As Gonzaga’s Faculty Senate continues a decades-long effort of drafting a new faculty handbook, there is speculation that student’s opinions of their learning experience in each class isn’t going to hold as much weight as they have in the past.
Student evaluations used to be one of the many pieces of data that are used in reviews to determine whether or not professors at GU get promoted and receive tenure but with results of recent gender and ethnic studies, GU has looked into alleviating the impact of the student evaluations.
Implicit biases are something that tend to be inevitable when people are set with the task of evaluating one another.
Societal and cultural expectations on appearances and what has been deemed as normal or comfortable take precedence over the value of teaching.
Faculty Senate president and Associate Professor of biology, Marianne Poxleitner, is one of the many people facilitating this new faculty handbook.
“Student evaluations are one piece of evidence that we use to assess teaching effectiveness,” Poxleitner said. “The problem with the evaluations is that there have been studies that show there’s a tremendous amount of implicit bias shown toward women, people of color and professors with different nationalities.”
The questions that make up the current survey produce results that hold lots of biases and those biases could be holding professors back from advancing in their careers.
Questions pertaining to clarity of presentation, specific aspects of teaching that could improve and overall quality of the teaching of a course are currently leaving a lot of room for professors to be victims of unfair judgments and biases.
The goal is not to get rid of student evaluations entirely, but to adjust the questions, approaches and amount of weight these student evaluations carry.

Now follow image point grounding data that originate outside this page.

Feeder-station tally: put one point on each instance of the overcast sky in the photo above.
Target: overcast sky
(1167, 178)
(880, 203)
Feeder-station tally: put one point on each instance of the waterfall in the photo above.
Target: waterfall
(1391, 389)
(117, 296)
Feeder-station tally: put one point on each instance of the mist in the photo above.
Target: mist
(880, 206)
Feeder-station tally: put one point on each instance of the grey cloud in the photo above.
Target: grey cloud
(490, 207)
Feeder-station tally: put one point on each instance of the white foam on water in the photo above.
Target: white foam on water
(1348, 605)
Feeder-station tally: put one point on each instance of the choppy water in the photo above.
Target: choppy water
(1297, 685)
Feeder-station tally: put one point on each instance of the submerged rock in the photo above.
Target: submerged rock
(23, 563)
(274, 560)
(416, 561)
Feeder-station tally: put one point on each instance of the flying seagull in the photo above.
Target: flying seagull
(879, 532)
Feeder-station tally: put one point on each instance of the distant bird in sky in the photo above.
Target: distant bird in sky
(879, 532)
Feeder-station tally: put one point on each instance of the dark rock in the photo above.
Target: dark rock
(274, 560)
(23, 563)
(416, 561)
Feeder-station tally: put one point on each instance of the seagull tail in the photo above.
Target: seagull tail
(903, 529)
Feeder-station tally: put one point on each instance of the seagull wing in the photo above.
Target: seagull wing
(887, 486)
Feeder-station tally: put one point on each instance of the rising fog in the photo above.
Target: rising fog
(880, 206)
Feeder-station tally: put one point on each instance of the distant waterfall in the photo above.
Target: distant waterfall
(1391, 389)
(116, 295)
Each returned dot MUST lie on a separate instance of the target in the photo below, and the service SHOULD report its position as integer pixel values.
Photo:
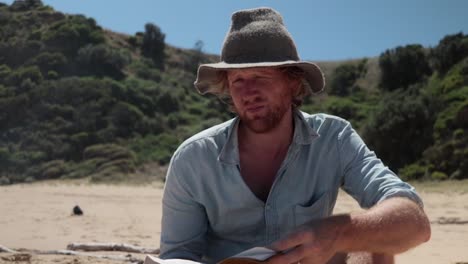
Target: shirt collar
(304, 134)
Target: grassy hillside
(77, 100)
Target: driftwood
(111, 247)
(5, 249)
(117, 247)
(127, 258)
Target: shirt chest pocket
(318, 209)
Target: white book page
(258, 253)
(155, 260)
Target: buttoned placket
(271, 210)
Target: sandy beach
(39, 216)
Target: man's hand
(390, 227)
(314, 242)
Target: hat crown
(258, 35)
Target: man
(270, 177)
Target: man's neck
(274, 140)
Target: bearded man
(270, 177)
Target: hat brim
(208, 79)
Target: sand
(39, 216)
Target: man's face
(261, 96)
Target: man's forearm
(393, 226)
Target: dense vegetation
(79, 101)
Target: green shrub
(439, 176)
(413, 172)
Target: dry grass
(451, 186)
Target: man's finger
(292, 256)
(291, 241)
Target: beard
(265, 121)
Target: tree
(451, 50)
(344, 77)
(153, 44)
(401, 127)
(403, 66)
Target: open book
(253, 255)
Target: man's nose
(250, 88)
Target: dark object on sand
(77, 210)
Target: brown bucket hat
(257, 38)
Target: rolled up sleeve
(184, 221)
(366, 178)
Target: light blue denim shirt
(209, 213)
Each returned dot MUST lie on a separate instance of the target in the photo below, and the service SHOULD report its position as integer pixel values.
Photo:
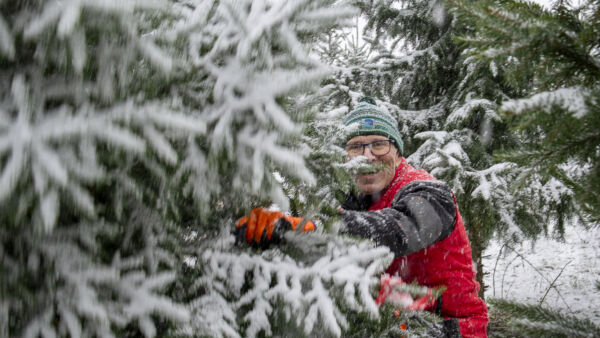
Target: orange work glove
(264, 226)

Assessing the student perspective while creating a more robust and holistic evaluation parameter is the goal of the drafting process for the assembly, Poxleitner said.

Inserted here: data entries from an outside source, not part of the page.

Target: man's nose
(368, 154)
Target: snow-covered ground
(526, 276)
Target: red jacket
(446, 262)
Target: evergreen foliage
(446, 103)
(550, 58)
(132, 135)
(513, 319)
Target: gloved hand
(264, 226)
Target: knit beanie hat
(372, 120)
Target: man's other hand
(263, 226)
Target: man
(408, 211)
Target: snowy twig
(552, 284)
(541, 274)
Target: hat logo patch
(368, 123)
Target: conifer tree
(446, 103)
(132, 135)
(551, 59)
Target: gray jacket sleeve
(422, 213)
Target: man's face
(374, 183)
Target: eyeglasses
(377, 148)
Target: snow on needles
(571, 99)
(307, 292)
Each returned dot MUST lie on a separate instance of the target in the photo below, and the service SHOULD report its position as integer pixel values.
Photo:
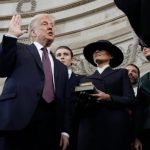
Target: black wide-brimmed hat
(115, 52)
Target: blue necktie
(48, 89)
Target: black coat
(105, 125)
(137, 13)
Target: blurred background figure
(65, 55)
(134, 75)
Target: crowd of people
(40, 109)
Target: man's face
(146, 52)
(44, 30)
(133, 74)
(101, 56)
(64, 55)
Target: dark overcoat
(105, 125)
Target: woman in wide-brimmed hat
(142, 116)
(105, 121)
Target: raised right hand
(15, 26)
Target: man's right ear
(33, 34)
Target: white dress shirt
(39, 48)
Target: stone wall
(79, 22)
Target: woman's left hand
(100, 95)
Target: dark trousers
(41, 134)
(145, 139)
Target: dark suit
(21, 103)
(140, 23)
(105, 125)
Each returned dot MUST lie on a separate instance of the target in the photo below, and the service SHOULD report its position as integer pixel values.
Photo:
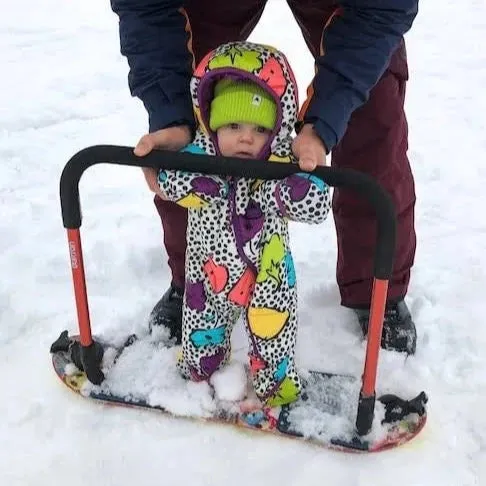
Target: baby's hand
(151, 177)
(309, 149)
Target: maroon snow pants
(375, 143)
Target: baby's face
(244, 140)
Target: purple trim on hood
(204, 94)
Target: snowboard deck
(291, 421)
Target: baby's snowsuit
(238, 253)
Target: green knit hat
(241, 102)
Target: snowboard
(324, 415)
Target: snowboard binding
(84, 357)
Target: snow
(64, 88)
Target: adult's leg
(376, 143)
(212, 22)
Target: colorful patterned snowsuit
(238, 254)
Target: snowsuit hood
(261, 64)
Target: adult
(354, 108)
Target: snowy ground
(64, 88)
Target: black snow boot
(168, 313)
(399, 333)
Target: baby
(238, 259)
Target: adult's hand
(171, 138)
(309, 149)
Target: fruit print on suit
(238, 260)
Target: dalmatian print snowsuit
(238, 255)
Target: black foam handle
(361, 183)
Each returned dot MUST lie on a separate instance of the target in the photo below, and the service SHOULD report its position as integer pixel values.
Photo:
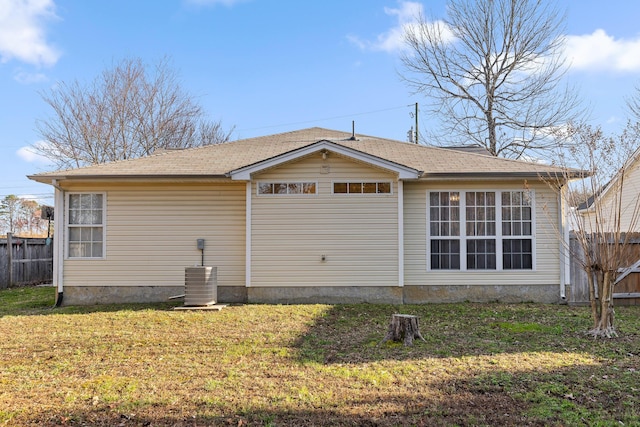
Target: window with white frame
(281, 188)
(361, 188)
(480, 230)
(85, 225)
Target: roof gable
(404, 172)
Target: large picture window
(85, 225)
(480, 230)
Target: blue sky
(268, 66)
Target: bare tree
(126, 112)
(9, 210)
(606, 223)
(633, 104)
(492, 72)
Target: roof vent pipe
(353, 131)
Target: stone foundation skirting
(89, 295)
(426, 294)
(548, 294)
(325, 295)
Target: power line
(325, 119)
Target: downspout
(564, 241)
(58, 248)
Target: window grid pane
(517, 254)
(481, 213)
(516, 213)
(445, 254)
(481, 254)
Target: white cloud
(29, 155)
(227, 3)
(22, 31)
(601, 52)
(29, 78)
(392, 40)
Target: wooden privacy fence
(25, 261)
(626, 292)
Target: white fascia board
(404, 172)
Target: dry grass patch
(483, 364)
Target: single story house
(313, 215)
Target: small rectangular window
(289, 188)
(361, 188)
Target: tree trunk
(403, 327)
(604, 321)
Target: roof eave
(48, 179)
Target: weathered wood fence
(25, 261)
(626, 292)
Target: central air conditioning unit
(200, 286)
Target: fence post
(10, 259)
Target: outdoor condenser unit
(200, 286)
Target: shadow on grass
(40, 301)
(547, 398)
(353, 333)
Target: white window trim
(67, 225)
(498, 236)
(287, 182)
(360, 181)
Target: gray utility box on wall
(200, 286)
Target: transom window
(85, 225)
(361, 188)
(480, 230)
(281, 188)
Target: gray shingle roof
(218, 160)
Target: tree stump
(403, 327)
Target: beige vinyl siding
(151, 234)
(546, 269)
(357, 233)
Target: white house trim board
(248, 236)
(400, 233)
(403, 172)
(59, 243)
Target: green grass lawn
(274, 365)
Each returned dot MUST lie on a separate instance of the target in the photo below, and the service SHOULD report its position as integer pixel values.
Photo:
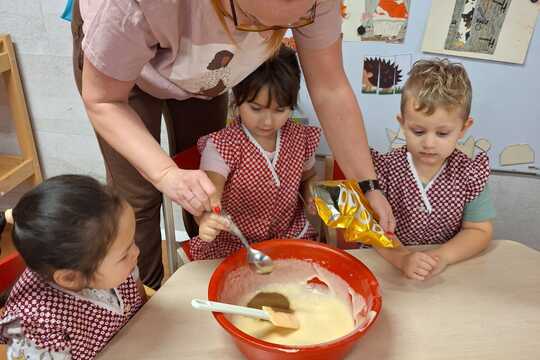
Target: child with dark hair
(260, 165)
(81, 285)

There is no way to rid the assessment of all implicit biases but there is a way for the results to not have as big of an impact on the future of the careers of professors as it’d be unfair to allow the judgment of someone’s gender or ethnicity be the reason for a halt in their teaching career.
The new faculty handbook is going to heed the guidance of other schools' evaluation processes such as Saint Mary’s College of California.
Michael DeLand, an assistant professor in the criminology department and member of the Faculty Senate, is one of the many people working on creating a new guide for the ways professors can best serve the university.
DeLand’s academic subcommittee is in charge of the “bigger picture thinking in the entire reconstructive process and has their main goal of the semester centered around student evaluations.
“We do not only want quantitative feedback for the new faculty handbook,” DeLand said. “There’s very compelling data that shows professors with certain genders and ethnicities systematically score worse.”
Student feedback at the end of each semester is crucial for GU to maintain its high standard of education and they are important in continuing to provide quality education for students but, the answers that are provided by the current evaluation form don’t attest to the effectiveness of the professors.
“What we’re looking at is to determine if the students’ evaluations give results that answer the question ‘Are these good indicators of how good of a teacher they are, or is it a popularity survey’?,” DeLand said.
GU faculty and staff value the voices of students but concurrently, they need to be useful in effective ways that will ultimately benefit them as well as their professors.
Student evaluations are still important to the administration that reviews them but there are things that the faculty needs to re-evaluate before they feel comfortable letting implicit biases decide whether or not GU professors are well equipped for their teaching positions.